O fogo é o meio da criação, essência da excelência, é irmão do tempo. Numa cozinha comprometida, a sua compreensão pode ser disfarçada, mas a negligência grita para quem a conseguir escutar. O som do fogo, a sua fala. O tom do fogo, tanto água como brasa, gentil ou forte, discreto ou dominante, mas sempre incontornável.
O cozinheiro controla a mão ensinando-lhe sentimentos próprios da vida, o afecto carinhoso, o aperto bruto, ora rápido ora lento. A mão cria o cozinheiro pela exigência de devoção constante, esquecendo as lições quando é esquecida, magoando quando é maltratada. A mão que também mima quando o cozinheiro volta e procura na faca, na massa ou no toque, o amor que outrora teve. Aí a mão brilha, mostrando que não esqueceu tudo, que era só um amuo, amando de volta. A mão alegre é livre.

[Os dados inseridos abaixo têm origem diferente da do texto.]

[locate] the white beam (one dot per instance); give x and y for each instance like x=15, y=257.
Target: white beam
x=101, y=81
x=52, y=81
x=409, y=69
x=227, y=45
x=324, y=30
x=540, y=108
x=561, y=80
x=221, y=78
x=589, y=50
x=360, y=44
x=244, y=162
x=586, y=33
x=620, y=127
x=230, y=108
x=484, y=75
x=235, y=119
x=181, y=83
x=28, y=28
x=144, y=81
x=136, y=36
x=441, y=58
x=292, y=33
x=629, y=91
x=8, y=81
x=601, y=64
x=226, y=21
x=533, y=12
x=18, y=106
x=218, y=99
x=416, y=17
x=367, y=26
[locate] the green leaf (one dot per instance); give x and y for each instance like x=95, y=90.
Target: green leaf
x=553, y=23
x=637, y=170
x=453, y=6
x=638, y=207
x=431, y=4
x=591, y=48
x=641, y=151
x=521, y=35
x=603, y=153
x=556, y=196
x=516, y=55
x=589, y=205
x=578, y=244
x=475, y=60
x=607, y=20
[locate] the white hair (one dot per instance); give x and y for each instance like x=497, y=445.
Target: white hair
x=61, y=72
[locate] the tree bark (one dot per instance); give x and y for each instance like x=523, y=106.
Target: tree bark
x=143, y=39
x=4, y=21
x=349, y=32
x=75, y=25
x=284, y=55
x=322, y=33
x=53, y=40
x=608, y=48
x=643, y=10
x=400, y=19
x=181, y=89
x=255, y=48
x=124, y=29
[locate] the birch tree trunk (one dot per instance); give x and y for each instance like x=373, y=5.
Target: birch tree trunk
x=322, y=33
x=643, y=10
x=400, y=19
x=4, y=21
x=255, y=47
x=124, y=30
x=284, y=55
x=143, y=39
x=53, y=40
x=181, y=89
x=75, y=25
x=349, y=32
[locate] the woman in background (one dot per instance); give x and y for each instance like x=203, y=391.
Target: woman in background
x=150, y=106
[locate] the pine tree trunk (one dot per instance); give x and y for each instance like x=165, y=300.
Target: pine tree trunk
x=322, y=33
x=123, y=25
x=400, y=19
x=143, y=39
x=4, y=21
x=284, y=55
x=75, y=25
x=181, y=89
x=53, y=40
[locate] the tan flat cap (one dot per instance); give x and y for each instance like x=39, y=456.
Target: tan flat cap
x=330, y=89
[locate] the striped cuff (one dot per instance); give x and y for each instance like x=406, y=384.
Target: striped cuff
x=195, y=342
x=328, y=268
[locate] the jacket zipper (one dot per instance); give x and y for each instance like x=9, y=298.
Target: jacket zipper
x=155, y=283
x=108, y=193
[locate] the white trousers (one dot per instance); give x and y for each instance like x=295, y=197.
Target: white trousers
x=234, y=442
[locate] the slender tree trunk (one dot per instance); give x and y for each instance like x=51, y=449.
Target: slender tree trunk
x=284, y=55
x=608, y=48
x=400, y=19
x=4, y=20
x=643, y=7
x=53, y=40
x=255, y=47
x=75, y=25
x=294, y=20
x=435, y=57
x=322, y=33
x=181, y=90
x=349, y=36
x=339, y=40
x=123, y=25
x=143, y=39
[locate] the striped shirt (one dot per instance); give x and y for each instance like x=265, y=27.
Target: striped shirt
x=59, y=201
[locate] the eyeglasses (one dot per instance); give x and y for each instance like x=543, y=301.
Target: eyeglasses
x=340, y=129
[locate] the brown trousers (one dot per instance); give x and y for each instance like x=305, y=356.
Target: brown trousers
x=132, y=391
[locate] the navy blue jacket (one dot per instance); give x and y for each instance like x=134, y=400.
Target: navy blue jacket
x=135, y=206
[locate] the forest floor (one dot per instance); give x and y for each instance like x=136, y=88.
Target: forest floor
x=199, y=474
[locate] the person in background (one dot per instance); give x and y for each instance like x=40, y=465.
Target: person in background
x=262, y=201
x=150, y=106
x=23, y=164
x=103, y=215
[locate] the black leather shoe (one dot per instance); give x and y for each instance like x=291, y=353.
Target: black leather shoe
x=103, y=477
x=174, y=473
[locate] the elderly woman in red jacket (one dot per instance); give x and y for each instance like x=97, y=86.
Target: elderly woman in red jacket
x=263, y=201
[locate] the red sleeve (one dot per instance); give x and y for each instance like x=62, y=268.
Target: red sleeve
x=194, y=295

O fogo é ímpeto e precisa de compromisso. É uma conversa longa, nunca é inteiramente nosso. É o toque do incerto criando o irrepetível. A marca do fogo é permanente num mundo onde todo o erro se faz pagar. Quando o permite, o fogo é tão imagem do cozinheiro quanto a mão. É o espelho da abordagem, da entrega. O fogo, o elemento, exige respeito.
Na cozinha a mão é o sabor e o tempero, mas também é destreza e elegância, a familiaridade do gesto, a confiança dos amigos. Se a mão é interna, o fogo é externo. A mão é nossa, o fogo é de Outro. A mão, sem fogo, é solidão. O fogo, sem mão, destruição.
Quando o cozinheiro junta a mão e o fogo surge um novo sentimento, um ritmo único, uma dança. Uma dança com várias variações: os grelhadores de Matosinhos ou os assadores do Algarve. Os homens das castanhas e das farturas. As cozinheiras das iscas e dos pastéis de bacalhau. Os sushiman e os pizzaiolos. Padeiros e pasteleiros. Mil pessoas diferentes, milhões de gestos, a mesma imagem por trás de todas elas, a receita para uma cozinha de verdade. O controlo da mão e o domínio do fogo.